Such a high volume of unpaid debt signals widespread family financial struggles. While in general using credit can bolster growth and mobility, taking on too much debt – often done out of necessity and sometimes unknowingly – creates an excessive burden for many. Loan defaults prompt higher costs, court judgements, and wage and tax refund garnishments. Even bankruptcy as a last resort tends to leave filers without much relief.

This panel explores consumer debt defaults, collections, and bankruptcy filings in the U.S. The panel’s first paper, “Forced to Walk a Dangerous Line: The Causes and Consequences of Debt in Black Communities,” discusses the full life-cycle of troublesome consumer debt through the lens of systemic racial inequality. It highlights causes, including stagnant wages and low wealth, then details consequences like re-enforcing cycles of credit card dependence, involvement in the criminal justice system, collections harassment, and bankruptcy.

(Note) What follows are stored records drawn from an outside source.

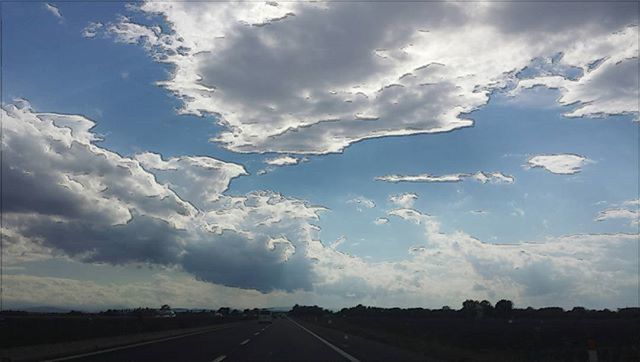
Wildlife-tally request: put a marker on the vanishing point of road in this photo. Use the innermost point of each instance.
(284, 339)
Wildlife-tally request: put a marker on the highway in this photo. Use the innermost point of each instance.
(284, 339)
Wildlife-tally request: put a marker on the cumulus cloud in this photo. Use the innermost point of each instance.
(482, 177)
(404, 200)
(65, 194)
(282, 161)
(608, 84)
(403, 68)
(381, 221)
(563, 164)
(91, 30)
(624, 211)
(54, 10)
(362, 201)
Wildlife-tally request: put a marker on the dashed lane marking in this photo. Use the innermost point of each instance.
(341, 352)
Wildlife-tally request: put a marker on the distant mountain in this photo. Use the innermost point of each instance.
(46, 309)
(279, 309)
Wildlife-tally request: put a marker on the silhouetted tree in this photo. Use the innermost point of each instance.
(504, 306)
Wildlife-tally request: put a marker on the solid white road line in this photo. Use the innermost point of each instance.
(342, 353)
(75, 356)
(219, 358)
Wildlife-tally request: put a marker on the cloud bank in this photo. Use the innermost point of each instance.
(308, 78)
(562, 164)
(482, 177)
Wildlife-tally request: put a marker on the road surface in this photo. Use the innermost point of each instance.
(284, 339)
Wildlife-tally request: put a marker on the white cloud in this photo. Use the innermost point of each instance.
(66, 195)
(563, 164)
(482, 177)
(91, 30)
(381, 221)
(54, 10)
(404, 200)
(632, 215)
(625, 211)
(282, 161)
(609, 84)
(479, 212)
(287, 93)
(362, 201)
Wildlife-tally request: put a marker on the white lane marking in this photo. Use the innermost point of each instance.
(342, 353)
(75, 356)
(219, 358)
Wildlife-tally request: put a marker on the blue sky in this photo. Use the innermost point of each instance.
(113, 82)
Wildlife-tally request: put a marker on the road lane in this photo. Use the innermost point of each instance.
(201, 347)
(246, 341)
(283, 340)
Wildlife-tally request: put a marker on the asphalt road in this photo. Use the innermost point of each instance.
(284, 339)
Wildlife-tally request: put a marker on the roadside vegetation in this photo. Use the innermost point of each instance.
(482, 331)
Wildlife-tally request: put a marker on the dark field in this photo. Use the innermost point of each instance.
(54, 328)
(519, 335)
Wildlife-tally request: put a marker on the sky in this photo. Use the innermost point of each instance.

The second paper, “Falling Behind - Bank Data on the Role of Income and Savings in Mortgage,” examines the relationship between income shocks, financial buffers, and mortgage default. It uses mortgage data at the borrower level joined to deposit account data. It highlights the important connection between a negative income shock and default regardless of equity, income level, or debt-to-income ratios. Authors suggest implications for loan products and housing policy.

The third paper, “Consumer Debt: A Cross-Sector Framework for Solutions,” points to a framework for identifying and understanding solutions to consumer debt problems in the U.S. It synthesizes a cross-disciplinary investigation into the topic by a network of experts, all engaged through two waves of Delphi surveys. Results emphasize the importance of preventing debt from getting into collections, and of reforming the debt collections industry.

In the face of high economic inequality in the U.S., debt has become both more necessary and more burdensome for families struggling financially. Together these papers cover the causes of, consequences of, and strategies to solve that burden. They contribute to the field by drawing attention to the often-troubled final stages of debtor-creditor relationships. They further de-silo the issue, treating total debt burdens as a whole rather than as individual categories of credit. This panel will promote conversations about future research and program design that can relieve families of their unpaid debt and its related costs.